There will be changes for Mills, who has owned and operated Byford & Mills for 29 years. She is closing the retail portion of her fine home-furnishings business, located in the lower level of 38 Church St., in order to concentrate on the interior design portion of the operation, which will be operated out of the address’s upstairs offices.
Closing the retail store “was a bittersweet, difficult decision,” Mills said. She has enjoyed dealing with her customers, many of whom have become friends over the past three decades.
“It’s just a timing issue in terms of how people make their choices today” in purchasing home items, she said was the primary reason for the decision. “It’s made a significant impact on the business.”
With that decision, Mills has decided to run a going-out-of-business sale, which began May 2, to liquidate $2 million in merchandise in her Little Silver showroom. The merchandise in the two-story location includes, not only home furnishings, but also a collection of art and fashion and jewelry items, that, like the furnishings, Mills had acquired during her buying trips to France, Italy, Mexico and elsewhere.

Byford & Mills, located at 38 Church St. in Little Silver, is having a going-out-of-business sale this month.
Byford & Mills, located at 38 Church St. in Little Silver, is having a going-out-of-business sale this month.

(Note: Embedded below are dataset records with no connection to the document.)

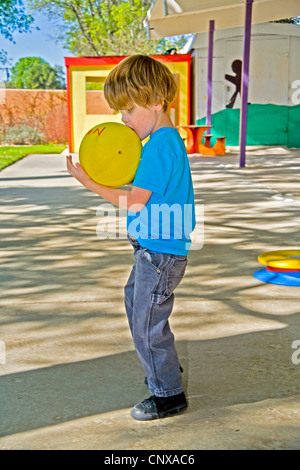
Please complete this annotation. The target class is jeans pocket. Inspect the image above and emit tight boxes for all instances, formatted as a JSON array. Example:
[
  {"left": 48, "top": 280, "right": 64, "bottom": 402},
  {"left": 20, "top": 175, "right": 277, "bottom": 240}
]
[{"left": 167, "top": 257, "right": 187, "bottom": 293}]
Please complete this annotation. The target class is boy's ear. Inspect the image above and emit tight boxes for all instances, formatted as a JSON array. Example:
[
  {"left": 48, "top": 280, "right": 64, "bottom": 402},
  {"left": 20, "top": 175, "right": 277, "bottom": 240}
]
[{"left": 154, "top": 101, "right": 164, "bottom": 111}]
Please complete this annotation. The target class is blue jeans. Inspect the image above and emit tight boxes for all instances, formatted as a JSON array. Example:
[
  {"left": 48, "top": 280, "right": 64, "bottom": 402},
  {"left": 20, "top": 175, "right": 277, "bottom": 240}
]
[{"left": 125, "top": 235, "right": 187, "bottom": 397}]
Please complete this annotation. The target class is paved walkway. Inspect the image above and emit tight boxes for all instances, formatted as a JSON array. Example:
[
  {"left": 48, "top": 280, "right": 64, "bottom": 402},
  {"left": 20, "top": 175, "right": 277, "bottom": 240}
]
[{"left": 0, "top": 147, "right": 300, "bottom": 450}]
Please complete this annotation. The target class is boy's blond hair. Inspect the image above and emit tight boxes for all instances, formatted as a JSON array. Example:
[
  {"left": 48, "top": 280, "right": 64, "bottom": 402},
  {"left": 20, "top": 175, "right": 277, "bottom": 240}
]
[{"left": 104, "top": 54, "right": 177, "bottom": 111}]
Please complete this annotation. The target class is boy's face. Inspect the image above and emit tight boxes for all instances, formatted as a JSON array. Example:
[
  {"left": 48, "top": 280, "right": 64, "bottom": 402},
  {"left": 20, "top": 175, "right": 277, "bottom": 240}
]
[{"left": 121, "top": 104, "right": 163, "bottom": 140}]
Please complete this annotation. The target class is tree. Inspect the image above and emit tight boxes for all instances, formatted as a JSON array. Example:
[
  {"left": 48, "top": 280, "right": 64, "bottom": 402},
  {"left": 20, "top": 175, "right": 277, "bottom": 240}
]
[
  {"left": 0, "top": 0, "right": 34, "bottom": 65},
  {"left": 29, "top": 0, "right": 188, "bottom": 56},
  {"left": 9, "top": 57, "right": 64, "bottom": 89}
]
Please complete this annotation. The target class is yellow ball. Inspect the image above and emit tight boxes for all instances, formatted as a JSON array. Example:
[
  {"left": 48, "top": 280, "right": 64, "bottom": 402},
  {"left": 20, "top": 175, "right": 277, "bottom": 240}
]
[{"left": 79, "top": 122, "right": 142, "bottom": 188}]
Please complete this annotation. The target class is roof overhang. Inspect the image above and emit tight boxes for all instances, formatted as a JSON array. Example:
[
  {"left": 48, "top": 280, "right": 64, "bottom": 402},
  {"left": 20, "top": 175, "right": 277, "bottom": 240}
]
[{"left": 146, "top": 0, "right": 300, "bottom": 39}]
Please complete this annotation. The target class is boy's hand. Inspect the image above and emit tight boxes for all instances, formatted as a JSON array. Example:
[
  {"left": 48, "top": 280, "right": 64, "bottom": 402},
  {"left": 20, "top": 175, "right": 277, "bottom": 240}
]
[{"left": 67, "top": 155, "right": 93, "bottom": 187}]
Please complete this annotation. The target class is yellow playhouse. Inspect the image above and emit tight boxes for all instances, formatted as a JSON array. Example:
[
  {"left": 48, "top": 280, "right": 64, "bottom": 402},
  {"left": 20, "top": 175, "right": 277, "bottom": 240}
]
[{"left": 65, "top": 54, "right": 191, "bottom": 153}]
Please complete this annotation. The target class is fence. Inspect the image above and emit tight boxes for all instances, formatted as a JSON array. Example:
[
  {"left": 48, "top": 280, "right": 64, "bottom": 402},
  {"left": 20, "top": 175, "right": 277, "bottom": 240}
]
[{"left": 0, "top": 88, "right": 68, "bottom": 143}]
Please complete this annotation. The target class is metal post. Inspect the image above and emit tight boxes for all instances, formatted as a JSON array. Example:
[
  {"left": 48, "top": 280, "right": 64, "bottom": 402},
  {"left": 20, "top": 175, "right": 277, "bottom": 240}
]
[
  {"left": 206, "top": 20, "right": 215, "bottom": 126},
  {"left": 240, "top": 0, "right": 253, "bottom": 167}
]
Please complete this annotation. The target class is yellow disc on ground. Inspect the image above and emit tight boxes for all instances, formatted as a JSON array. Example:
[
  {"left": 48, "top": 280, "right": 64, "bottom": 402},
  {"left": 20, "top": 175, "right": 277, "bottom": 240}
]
[
  {"left": 79, "top": 122, "right": 142, "bottom": 188},
  {"left": 258, "top": 250, "right": 300, "bottom": 269}
]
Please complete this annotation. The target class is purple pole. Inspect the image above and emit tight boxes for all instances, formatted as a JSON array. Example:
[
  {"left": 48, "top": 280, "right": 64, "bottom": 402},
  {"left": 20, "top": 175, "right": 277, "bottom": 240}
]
[
  {"left": 206, "top": 20, "right": 215, "bottom": 126},
  {"left": 240, "top": 0, "right": 253, "bottom": 167}
]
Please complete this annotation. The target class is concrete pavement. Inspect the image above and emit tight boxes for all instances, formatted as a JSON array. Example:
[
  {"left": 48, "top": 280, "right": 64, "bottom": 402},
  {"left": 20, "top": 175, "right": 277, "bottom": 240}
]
[{"left": 0, "top": 147, "right": 300, "bottom": 450}]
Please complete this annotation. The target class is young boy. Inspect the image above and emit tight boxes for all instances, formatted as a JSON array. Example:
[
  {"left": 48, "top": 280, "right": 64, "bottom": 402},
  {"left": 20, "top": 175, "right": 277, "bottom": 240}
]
[{"left": 67, "top": 55, "right": 195, "bottom": 420}]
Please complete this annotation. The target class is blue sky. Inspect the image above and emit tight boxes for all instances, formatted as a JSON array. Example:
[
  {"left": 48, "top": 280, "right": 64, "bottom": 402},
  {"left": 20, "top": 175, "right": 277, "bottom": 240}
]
[{"left": 0, "top": 2, "right": 72, "bottom": 67}]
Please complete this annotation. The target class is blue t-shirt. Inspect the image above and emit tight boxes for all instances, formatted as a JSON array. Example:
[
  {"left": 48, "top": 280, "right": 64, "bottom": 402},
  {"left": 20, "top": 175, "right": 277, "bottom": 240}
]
[{"left": 127, "top": 127, "right": 195, "bottom": 256}]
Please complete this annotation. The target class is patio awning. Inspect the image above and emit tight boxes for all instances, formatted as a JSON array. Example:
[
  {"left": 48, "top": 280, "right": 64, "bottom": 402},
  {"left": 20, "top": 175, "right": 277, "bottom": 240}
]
[{"left": 147, "top": 0, "right": 300, "bottom": 39}]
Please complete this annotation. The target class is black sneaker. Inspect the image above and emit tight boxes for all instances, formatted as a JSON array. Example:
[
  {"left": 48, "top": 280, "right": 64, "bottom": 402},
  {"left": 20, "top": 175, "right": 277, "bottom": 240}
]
[
  {"left": 144, "top": 366, "right": 183, "bottom": 385},
  {"left": 130, "top": 392, "right": 187, "bottom": 421}
]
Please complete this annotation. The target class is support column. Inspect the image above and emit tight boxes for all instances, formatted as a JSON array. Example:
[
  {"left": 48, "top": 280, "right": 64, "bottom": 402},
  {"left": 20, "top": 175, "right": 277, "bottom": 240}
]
[{"left": 206, "top": 20, "right": 215, "bottom": 126}]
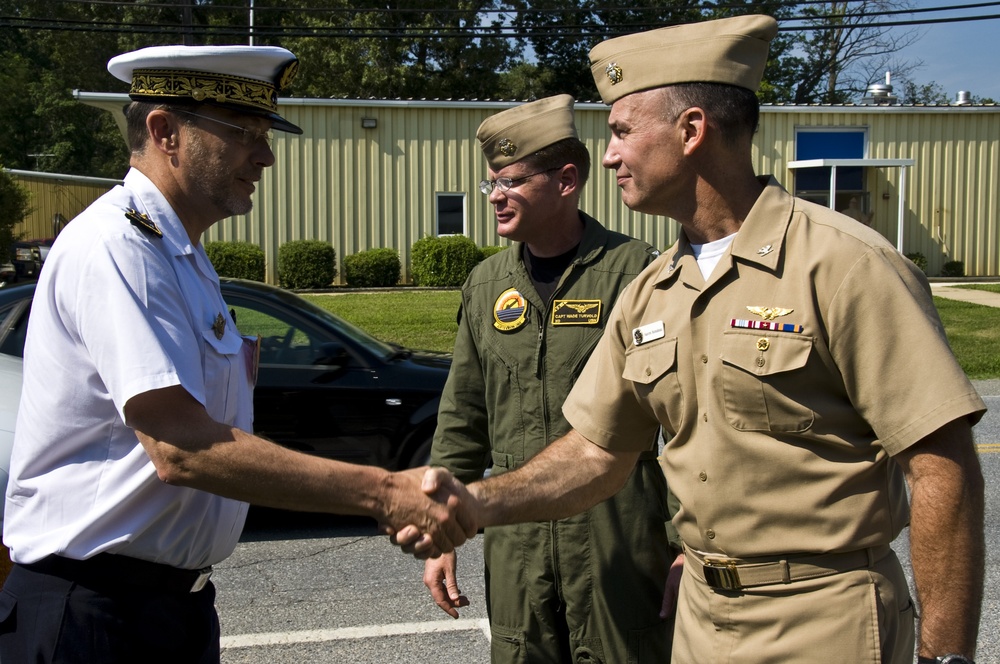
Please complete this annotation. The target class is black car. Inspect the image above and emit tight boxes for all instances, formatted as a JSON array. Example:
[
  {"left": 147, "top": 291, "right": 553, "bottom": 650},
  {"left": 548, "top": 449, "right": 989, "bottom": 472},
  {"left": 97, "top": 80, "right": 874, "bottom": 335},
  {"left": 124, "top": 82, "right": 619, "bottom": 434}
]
[
  {"left": 11, "top": 240, "right": 52, "bottom": 281},
  {"left": 0, "top": 279, "right": 451, "bottom": 470}
]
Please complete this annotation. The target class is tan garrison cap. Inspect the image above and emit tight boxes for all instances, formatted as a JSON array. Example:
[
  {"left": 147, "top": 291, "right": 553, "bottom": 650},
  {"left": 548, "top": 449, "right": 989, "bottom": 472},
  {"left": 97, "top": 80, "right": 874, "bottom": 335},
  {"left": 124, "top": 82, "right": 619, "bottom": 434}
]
[
  {"left": 590, "top": 14, "right": 778, "bottom": 104},
  {"left": 108, "top": 45, "right": 302, "bottom": 134},
  {"left": 476, "top": 95, "right": 576, "bottom": 171}
]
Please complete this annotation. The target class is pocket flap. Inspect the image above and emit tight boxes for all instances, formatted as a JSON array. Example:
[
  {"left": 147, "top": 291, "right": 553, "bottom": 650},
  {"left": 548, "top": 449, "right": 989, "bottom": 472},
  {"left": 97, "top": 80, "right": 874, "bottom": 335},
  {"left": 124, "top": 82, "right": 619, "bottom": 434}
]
[
  {"left": 722, "top": 330, "right": 813, "bottom": 376},
  {"left": 202, "top": 330, "right": 243, "bottom": 355},
  {"left": 622, "top": 337, "right": 677, "bottom": 385}
]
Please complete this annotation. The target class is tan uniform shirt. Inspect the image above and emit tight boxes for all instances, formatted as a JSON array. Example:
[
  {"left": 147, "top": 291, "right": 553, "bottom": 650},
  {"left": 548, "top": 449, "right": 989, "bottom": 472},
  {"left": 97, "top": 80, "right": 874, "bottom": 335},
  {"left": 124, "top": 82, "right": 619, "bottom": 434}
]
[{"left": 564, "top": 179, "right": 985, "bottom": 558}]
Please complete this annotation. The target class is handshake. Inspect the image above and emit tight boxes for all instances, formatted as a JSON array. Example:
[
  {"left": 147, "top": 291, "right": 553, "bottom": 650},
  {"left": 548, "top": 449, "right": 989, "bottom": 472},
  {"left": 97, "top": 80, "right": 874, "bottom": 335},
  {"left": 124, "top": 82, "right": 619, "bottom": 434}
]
[{"left": 379, "top": 467, "right": 487, "bottom": 560}]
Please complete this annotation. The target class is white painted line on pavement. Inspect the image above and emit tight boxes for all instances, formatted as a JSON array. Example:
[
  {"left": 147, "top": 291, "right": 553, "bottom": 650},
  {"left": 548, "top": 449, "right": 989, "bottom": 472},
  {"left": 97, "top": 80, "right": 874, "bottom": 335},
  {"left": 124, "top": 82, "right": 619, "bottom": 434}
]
[{"left": 222, "top": 618, "right": 490, "bottom": 650}]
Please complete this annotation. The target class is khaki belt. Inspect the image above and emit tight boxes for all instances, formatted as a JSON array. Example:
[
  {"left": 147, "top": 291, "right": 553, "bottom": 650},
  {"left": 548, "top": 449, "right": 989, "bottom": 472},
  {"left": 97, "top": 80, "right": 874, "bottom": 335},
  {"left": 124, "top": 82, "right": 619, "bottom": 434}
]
[{"left": 684, "top": 545, "right": 889, "bottom": 590}]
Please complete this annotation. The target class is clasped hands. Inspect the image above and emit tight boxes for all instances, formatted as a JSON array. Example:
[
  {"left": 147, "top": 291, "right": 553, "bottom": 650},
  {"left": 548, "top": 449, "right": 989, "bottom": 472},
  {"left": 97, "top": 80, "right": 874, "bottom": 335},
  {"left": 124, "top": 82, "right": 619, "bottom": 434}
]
[{"left": 379, "top": 467, "right": 482, "bottom": 560}]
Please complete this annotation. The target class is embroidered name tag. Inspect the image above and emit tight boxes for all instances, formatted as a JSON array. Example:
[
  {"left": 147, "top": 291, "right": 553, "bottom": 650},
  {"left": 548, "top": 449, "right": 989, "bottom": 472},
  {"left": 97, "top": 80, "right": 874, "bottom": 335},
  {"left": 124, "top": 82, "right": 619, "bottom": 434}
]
[
  {"left": 552, "top": 300, "right": 601, "bottom": 325},
  {"left": 632, "top": 320, "right": 663, "bottom": 346}
]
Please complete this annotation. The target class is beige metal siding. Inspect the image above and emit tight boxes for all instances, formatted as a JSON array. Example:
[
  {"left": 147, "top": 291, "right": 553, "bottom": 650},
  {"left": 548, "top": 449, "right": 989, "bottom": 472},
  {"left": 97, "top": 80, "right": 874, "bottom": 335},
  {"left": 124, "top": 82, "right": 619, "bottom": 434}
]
[
  {"left": 754, "top": 107, "right": 1000, "bottom": 276},
  {"left": 10, "top": 171, "right": 118, "bottom": 239},
  {"left": 30, "top": 93, "right": 1000, "bottom": 283}
]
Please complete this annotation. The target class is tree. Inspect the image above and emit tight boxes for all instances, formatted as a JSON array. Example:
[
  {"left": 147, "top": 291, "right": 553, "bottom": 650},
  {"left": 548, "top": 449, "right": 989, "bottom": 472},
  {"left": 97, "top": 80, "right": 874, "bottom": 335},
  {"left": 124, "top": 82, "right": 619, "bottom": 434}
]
[{"left": 786, "top": 0, "right": 922, "bottom": 104}]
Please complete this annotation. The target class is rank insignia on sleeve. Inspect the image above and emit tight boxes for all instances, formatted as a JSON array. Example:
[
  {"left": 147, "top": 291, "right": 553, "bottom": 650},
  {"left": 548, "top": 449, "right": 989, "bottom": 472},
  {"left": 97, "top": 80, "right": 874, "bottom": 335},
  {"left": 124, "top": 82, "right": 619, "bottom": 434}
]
[
  {"left": 493, "top": 288, "right": 528, "bottom": 332},
  {"left": 552, "top": 300, "right": 601, "bottom": 325},
  {"left": 125, "top": 208, "right": 163, "bottom": 237},
  {"left": 212, "top": 313, "right": 226, "bottom": 339}
]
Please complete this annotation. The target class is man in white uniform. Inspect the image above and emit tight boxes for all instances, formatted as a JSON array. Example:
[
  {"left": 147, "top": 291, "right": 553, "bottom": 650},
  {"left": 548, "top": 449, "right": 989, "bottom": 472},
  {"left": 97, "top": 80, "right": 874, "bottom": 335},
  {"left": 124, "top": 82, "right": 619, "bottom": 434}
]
[{"left": 0, "top": 46, "right": 475, "bottom": 664}]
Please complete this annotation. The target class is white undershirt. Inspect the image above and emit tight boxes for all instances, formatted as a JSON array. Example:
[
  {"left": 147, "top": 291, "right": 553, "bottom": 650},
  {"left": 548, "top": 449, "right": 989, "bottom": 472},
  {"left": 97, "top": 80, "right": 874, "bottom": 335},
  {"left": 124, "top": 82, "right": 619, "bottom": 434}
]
[{"left": 691, "top": 233, "right": 736, "bottom": 281}]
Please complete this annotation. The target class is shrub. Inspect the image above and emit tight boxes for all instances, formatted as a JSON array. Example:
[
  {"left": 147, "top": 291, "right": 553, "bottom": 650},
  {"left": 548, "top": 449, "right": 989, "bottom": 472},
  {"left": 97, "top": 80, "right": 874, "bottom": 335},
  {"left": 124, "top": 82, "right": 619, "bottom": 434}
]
[
  {"left": 278, "top": 240, "right": 337, "bottom": 288},
  {"left": 344, "top": 249, "right": 402, "bottom": 288},
  {"left": 941, "top": 261, "right": 965, "bottom": 277},
  {"left": 906, "top": 251, "right": 927, "bottom": 274},
  {"left": 205, "top": 242, "right": 266, "bottom": 281},
  {"left": 410, "top": 235, "right": 483, "bottom": 286},
  {"left": 479, "top": 245, "right": 507, "bottom": 259}
]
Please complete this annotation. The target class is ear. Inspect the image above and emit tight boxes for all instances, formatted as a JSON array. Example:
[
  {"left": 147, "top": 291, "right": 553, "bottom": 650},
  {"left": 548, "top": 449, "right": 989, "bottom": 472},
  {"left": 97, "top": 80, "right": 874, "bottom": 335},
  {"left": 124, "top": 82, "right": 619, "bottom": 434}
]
[
  {"left": 677, "top": 106, "right": 709, "bottom": 156},
  {"left": 146, "top": 109, "right": 180, "bottom": 155},
  {"left": 556, "top": 164, "right": 580, "bottom": 196}
]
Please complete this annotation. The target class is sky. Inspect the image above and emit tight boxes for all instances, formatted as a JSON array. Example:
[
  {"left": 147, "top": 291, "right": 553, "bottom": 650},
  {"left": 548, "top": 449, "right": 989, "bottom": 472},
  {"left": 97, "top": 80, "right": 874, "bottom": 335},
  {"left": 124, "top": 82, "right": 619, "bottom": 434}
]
[{"left": 893, "top": 0, "right": 1000, "bottom": 102}]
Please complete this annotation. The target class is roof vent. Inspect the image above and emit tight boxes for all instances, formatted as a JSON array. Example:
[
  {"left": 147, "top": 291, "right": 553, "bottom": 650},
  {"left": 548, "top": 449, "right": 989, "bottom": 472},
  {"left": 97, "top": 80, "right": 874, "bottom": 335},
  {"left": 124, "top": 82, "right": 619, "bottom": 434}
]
[{"left": 861, "top": 72, "right": 899, "bottom": 106}]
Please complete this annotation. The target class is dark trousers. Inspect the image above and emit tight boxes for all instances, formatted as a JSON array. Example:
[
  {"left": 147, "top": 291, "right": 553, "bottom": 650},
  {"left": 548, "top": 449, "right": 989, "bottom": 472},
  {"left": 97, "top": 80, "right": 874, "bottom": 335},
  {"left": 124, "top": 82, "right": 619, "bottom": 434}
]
[{"left": 0, "top": 565, "right": 220, "bottom": 664}]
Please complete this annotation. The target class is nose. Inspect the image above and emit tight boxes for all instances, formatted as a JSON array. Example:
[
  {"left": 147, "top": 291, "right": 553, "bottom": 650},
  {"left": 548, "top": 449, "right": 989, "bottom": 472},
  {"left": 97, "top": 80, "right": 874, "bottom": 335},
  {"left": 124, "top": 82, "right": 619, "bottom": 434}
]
[
  {"left": 601, "top": 136, "right": 622, "bottom": 169},
  {"left": 252, "top": 141, "right": 274, "bottom": 168},
  {"left": 486, "top": 185, "right": 507, "bottom": 205}
]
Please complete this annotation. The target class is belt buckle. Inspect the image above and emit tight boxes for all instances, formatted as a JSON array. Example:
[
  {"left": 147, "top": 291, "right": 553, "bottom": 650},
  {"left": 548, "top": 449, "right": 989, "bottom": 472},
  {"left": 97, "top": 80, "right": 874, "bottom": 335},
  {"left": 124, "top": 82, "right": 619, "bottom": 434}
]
[
  {"left": 703, "top": 558, "right": 743, "bottom": 590},
  {"left": 189, "top": 567, "right": 212, "bottom": 593}
]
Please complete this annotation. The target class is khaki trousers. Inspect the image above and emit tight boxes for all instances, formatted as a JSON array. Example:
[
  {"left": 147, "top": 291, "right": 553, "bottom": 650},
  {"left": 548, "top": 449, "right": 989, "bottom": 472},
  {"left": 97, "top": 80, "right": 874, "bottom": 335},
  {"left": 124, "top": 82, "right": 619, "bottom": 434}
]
[{"left": 673, "top": 551, "right": 914, "bottom": 664}]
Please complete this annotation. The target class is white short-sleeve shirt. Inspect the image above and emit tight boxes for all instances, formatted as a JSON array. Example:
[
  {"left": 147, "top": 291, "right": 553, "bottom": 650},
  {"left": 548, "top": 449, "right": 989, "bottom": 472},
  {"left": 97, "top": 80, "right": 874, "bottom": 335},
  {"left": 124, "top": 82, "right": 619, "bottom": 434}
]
[{"left": 4, "top": 169, "right": 253, "bottom": 569}]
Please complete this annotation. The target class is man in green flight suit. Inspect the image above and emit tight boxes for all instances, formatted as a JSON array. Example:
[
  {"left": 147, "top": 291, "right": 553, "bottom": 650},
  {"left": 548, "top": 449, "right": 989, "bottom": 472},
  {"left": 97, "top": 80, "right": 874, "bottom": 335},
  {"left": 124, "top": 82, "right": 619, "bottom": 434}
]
[{"left": 424, "top": 95, "right": 679, "bottom": 664}]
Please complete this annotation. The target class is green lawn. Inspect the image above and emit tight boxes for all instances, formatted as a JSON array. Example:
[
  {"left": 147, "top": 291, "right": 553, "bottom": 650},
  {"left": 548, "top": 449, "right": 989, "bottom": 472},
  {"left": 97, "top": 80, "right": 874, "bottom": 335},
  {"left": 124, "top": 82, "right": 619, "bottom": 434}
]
[{"left": 305, "top": 284, "right": 1000, "bottom": 379}]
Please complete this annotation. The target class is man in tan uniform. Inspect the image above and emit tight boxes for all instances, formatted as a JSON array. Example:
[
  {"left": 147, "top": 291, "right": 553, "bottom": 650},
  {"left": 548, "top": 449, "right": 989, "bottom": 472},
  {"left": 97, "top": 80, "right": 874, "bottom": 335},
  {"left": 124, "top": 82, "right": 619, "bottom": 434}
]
[{"left": 400, "top": 16, "right": 985, "bottom": 664}]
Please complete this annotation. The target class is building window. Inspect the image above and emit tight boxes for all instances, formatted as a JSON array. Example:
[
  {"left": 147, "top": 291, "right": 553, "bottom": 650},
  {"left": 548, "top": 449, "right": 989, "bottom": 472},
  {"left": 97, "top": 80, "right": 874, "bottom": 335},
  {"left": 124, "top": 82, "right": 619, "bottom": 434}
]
[
  {"left": 795, "top": 127, "right": 868, "bottom": 210},
  {"left": 437, "top": 194, "right": 465, "bottom": 235}
]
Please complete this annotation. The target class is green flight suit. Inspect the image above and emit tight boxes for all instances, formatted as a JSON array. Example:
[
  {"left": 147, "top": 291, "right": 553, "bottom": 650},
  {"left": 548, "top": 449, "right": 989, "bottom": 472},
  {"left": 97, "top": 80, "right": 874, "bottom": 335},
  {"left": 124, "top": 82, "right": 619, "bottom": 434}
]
[{"left": 431, "top": 213, "right": 676, "bottom": 664}]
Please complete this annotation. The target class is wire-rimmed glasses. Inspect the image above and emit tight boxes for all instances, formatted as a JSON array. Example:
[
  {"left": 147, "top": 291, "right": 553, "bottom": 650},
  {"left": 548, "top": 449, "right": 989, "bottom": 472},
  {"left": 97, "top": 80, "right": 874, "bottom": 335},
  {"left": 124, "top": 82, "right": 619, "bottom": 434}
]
[{"left": 171, "top": 108, "right": 271, "bottom": 148}]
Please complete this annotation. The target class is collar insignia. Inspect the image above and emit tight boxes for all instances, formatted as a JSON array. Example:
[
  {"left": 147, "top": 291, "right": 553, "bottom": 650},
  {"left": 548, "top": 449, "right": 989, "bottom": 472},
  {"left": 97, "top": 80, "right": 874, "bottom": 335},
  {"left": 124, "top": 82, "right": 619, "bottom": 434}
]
[
  {"left": 604, "top": 62, "right": 625, "bottom": 85},
  {"left": 747, "top": 307, "right": 794, "bottom": 320},
  {"left": 212, "top": 313, "right": 226, "bottom": 339},
  {"left": 125, "top": 208, "right": 163, "bottom": 237}
]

When she finally closes the door to the retail side of the business, probably early this summer, Mills plans on concentrating on the design work. While the retail component has offered its own reward – especially in the relationships she’s developed – it’s been the design end of the business that has really dominated her time and been a strong interest for her, going back to even before she started in business officially.
“From the time I was a little girl, I was always putting things together,” doing her own sort of interior decorating, she said.
Mills and her staff work on about 30 design projects a year. “We virtually cover the waterfront in what we’re capable of doing,” undertaking all sorts and sizes of projects, she said. Those projects include homes, including many of the area’s showcase homes; commercial spots, such as real estate and other business offices; and some historical locations, such as work on Rumson’s Bingham Hall, about seven or eight years ago, when Mills and her team collaborated on the site’s exterior work.
Mills said her firm specializes in what she described as “traditional and transitional” styles of design. But the important thing, along with possessing an innate ability for this type of work, “You need to be a good listener” to work with clients, appreciate their tastes and wants “and translate that into the highest form of their vision,” she said.
That develops “an intimate kind of relationship” with clients “because you’re working with people’s surroundings,” in their home or workplace.
Over the years Mills has worked on the primary and second homes, sometimes on multiple occasions, for clients, not only in the area, but also in New York City, Florida, Montana and Puerto Rico. She has seen her work featured in trade and popular publications.
The real joy, she said, is the reception her work elicits from homeowners and their visitors.
“The best compliment we can get is when people say ‘I just want to come in and sit down,’” she said. “It happens over and over and over again.”
For future clients and those who may be interested in this field, Mills offered a little bit of advice concerning function and form: “It’s fine to be pretty,” she pointed out, “but, if it’s not comfortable, it’s only half the job.”